De kunst der bezielde voorwerpen staat nog maar aan haar begin, en welk een terrein voor onbegrensde visioenen ligt hier open! Chaplin's beroemde dans met de broodjes in Gold Rush bezielde, in het kader van een speelfilm, de doode dingen. René Clair's ballerina, een moment van inspiratie in een vernuftig maar cerebraal filmpje, werd omgedicht in een pure flakkerende filmbloem. Ongetwijfeld zal vandaag of morgen ergens in een modern studio het werkelijk zelfstandige poème cinégraphique geschapen worden, waarin de voorwerpen zich vrij mogen spelen van hun starre gebruiksvormen, waarin zij, in een grillige wereld der droomen, elkaars rollen mogen acteeren, een eigen taal kunnen spreken als de spiegel in het sprookje van Grimm, en den toeschouwer een fantastisch schouwspel bieden van het leven der doode dingen, die hun zwaartekracht verliezen, wanneer een geïnspireerd cinéast aan de touwtjes trekt. Zulk een poème visuel is zeker even absoluut-filmisch als een Walter Ruttmannfilm, maar moet tegelijk zoo rijk en diep van inventie kunnen zijn als het werk b.v. van Chagall.

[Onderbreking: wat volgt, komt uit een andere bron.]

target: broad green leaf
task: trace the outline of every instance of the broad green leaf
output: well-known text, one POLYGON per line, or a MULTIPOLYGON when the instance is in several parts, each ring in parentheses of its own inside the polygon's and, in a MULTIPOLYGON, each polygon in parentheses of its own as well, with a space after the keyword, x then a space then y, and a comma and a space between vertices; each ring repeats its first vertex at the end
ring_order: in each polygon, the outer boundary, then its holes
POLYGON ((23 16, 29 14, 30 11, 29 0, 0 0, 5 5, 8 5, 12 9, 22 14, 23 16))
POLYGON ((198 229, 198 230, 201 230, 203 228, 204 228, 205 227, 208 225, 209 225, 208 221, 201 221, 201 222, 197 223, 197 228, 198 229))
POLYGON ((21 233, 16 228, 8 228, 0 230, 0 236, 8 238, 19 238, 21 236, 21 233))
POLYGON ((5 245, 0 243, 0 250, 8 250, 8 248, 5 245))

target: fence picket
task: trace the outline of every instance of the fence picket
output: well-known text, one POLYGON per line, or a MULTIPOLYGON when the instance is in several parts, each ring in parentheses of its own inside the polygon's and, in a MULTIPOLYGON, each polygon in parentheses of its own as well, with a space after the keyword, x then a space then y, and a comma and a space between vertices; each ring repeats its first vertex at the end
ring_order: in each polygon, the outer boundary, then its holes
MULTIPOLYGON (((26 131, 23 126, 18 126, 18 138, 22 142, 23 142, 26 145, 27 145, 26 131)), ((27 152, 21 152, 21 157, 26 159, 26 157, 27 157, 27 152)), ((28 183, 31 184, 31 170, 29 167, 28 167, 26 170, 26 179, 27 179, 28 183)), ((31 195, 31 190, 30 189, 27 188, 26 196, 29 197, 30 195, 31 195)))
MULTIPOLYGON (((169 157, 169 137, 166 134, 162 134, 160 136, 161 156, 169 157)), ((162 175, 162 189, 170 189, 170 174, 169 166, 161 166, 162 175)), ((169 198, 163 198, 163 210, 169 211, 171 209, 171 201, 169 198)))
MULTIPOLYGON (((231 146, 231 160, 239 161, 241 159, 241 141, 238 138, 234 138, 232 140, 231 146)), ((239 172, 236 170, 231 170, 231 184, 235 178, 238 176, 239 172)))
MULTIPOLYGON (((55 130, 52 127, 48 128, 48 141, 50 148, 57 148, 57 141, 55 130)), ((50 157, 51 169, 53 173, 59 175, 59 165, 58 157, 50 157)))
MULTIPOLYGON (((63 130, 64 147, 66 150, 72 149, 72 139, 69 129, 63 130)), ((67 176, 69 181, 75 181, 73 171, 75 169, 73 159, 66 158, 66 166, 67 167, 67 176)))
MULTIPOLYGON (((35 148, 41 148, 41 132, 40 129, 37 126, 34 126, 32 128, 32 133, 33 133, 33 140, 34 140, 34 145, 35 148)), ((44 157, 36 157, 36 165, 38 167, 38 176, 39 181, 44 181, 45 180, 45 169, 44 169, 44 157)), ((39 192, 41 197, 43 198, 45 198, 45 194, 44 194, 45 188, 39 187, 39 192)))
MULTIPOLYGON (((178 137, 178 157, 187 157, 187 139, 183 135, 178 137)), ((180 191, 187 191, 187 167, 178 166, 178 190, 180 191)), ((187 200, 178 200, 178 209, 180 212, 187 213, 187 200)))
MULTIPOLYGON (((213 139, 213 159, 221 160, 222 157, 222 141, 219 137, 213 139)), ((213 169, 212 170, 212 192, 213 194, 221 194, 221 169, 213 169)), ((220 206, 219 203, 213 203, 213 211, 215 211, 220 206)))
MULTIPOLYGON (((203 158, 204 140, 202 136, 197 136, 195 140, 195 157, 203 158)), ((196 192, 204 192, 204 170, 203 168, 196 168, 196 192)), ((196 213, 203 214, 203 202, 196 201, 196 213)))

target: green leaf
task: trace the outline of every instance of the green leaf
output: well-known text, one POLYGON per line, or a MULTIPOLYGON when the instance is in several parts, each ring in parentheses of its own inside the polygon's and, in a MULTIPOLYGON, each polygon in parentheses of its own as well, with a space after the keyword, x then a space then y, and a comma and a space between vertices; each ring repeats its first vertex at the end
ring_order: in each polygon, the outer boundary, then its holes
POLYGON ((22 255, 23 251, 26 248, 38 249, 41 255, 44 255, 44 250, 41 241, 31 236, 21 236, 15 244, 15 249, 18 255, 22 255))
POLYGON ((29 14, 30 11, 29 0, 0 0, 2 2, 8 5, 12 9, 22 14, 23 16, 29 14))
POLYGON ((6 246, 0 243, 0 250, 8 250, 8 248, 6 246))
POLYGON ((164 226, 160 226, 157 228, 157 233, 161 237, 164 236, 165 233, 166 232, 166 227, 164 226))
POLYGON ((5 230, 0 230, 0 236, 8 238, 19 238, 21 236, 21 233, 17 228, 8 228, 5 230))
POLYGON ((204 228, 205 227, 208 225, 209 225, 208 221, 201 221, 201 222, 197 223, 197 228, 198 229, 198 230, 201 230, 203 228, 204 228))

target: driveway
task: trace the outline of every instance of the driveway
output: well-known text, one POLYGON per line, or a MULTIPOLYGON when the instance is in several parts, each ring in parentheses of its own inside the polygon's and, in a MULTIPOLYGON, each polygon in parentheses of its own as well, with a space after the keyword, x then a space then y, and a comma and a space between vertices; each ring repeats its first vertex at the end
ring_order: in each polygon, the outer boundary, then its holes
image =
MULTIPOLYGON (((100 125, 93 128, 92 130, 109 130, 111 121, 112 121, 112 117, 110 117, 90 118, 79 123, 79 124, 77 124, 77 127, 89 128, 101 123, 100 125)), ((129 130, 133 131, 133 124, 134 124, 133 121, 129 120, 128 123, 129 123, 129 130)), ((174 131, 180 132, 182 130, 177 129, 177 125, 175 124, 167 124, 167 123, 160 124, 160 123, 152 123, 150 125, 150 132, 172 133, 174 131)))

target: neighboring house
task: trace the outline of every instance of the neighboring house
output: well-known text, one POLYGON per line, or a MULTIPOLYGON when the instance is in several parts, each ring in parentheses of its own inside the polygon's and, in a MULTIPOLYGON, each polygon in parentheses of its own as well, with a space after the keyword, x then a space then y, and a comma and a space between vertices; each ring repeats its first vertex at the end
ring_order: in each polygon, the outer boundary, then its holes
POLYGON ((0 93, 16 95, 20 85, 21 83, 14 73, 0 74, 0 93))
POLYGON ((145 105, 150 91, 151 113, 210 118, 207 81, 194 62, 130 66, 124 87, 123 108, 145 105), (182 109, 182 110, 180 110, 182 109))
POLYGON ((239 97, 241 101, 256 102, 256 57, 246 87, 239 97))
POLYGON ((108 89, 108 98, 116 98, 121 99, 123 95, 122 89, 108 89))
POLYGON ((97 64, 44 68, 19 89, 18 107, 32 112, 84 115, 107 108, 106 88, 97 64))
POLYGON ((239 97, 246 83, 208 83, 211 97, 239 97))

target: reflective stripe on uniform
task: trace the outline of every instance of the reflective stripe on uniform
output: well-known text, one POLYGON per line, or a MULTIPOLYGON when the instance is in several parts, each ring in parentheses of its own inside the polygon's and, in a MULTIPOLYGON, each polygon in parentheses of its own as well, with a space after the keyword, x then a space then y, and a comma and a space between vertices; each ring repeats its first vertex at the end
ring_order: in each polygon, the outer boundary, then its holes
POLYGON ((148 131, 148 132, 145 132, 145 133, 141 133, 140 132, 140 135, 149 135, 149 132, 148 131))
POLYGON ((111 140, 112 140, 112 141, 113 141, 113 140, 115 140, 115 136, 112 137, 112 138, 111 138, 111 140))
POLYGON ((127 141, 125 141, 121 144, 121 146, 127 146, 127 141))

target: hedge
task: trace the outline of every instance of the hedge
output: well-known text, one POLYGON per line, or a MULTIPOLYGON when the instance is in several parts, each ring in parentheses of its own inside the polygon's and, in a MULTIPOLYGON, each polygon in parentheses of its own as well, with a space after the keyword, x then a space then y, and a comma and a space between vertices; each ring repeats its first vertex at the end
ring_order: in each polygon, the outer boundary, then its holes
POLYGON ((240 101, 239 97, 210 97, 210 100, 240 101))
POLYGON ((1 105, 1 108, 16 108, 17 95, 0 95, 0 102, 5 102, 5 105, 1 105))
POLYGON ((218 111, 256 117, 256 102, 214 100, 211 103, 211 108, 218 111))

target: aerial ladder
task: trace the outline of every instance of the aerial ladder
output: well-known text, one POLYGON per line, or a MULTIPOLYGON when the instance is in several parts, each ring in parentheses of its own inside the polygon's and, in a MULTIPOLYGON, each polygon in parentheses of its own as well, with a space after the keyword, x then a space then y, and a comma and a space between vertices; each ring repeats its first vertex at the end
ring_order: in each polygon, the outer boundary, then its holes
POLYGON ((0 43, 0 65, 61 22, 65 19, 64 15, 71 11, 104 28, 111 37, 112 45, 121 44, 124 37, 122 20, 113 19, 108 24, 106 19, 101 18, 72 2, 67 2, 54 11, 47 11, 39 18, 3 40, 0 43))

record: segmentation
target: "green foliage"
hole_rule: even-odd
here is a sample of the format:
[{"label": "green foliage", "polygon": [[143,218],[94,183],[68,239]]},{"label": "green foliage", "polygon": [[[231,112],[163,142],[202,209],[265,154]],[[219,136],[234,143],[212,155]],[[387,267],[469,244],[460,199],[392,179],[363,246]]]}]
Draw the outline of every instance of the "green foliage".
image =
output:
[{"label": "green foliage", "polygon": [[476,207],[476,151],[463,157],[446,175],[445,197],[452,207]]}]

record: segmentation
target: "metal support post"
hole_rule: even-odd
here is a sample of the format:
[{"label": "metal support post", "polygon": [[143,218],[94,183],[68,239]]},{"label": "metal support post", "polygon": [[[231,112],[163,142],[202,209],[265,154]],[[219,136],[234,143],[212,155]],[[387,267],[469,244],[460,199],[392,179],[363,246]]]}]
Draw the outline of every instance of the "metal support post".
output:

Welke filmdichter inspireerde zich voor een cinegraphisch fragment op de zwevende verloofden boven de stad van Chagall; werd er al een humoreske in beeld gezet met de verrassende proporties waarin in kinderherinneringen de groote menschen en de dingen der werkelijkheid verschijnen? Intusschen heeft Man Ray's Emak Bakia ons fragmenten van betooverend spel met uiterlijkheden laten beleven. Zoo zuiver en luchtig van sentiment - niet streng en niet zwaar, maar fantastisch en geestig - als in de wals van de boordjes, werd het spel der dagelijksche voorwerpen nog niet gespeeld.
En de filmtoeschouwer die zich met nieuwe gewaarwordingen op elk experiment voelt reageeren, wordt met den dag meer klaar gemaakt om de filmtaal der bezielde werkelijkheid zonder beredeneerde omwegen te verstaan.